Signatures of Genome Evolution in Two Divergent Lizard Species from Texas
Abstract
The continual reduction of the cost of high-throughput sequencing is now making it feasible to sequence large genomic and transcriptomic datasets for non-model organisms. Many of these under study non-model organisms have no available molecular data available. Yet, many of these organisms are of interest for their usefulness in addressing long-standing unanswered questions in the field of evolutionary biology or of conservational concern and need immediate intervention. Now we can quickly generate large datasets for these organisms, and here we generate two large datasets for lizards that are both of in interest in the genus Holbrookia and Aspidoscelis. In chapter 1 we sequence the transcriptome for three lizard species in the genus Holbrookia who are of conservation interest as their populations are in decline. We aimed to generate the needed molecular needed for further conservation studies and identify adaptive loci.
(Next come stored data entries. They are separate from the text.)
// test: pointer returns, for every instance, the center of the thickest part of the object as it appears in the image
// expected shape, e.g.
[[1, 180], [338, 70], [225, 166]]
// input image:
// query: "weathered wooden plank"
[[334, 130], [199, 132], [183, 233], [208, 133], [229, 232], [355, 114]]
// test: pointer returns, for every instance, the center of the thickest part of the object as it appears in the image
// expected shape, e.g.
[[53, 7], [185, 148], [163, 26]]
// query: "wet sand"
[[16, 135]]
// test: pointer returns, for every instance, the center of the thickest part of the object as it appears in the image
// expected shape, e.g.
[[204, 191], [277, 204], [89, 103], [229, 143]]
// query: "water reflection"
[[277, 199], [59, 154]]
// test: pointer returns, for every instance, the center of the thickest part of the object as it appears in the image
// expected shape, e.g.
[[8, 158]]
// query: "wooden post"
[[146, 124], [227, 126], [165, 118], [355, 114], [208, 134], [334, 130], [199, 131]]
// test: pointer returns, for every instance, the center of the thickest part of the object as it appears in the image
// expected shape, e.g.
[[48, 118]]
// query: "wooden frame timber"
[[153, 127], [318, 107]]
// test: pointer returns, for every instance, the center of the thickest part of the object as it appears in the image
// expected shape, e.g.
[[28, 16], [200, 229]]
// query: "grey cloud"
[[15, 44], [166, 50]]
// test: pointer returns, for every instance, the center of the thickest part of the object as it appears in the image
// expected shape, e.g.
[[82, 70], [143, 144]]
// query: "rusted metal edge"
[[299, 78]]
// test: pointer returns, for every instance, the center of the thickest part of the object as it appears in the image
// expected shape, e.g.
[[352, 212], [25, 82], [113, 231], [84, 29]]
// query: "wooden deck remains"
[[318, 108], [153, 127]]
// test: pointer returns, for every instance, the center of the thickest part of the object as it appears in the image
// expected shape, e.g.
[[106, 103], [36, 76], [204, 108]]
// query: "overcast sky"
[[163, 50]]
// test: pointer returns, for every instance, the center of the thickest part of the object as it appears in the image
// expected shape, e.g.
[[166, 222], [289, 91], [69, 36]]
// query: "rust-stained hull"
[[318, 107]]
In chapter 2 we generated an extensive whole mitochondrial genome dataset for multiple lizards in the genus Aspidoscelis, whose genus contains multiple asexual and sexual reproducing lizards. In this chapter, we examined how the absence of sex influences the mitochondrial genome by comparing the asexual lizards' mitochondrial genomes to their sexual reproducing counterpart. In chapter 3 we begin developing further resources beyond only shot-gun sequencing genomes but develop a protocol to culture fibroblast cells from the tail tissues of lizards successfully. With additional resources beyond shot-gun sequence data, we can better address questions found in chapters 1 and 2.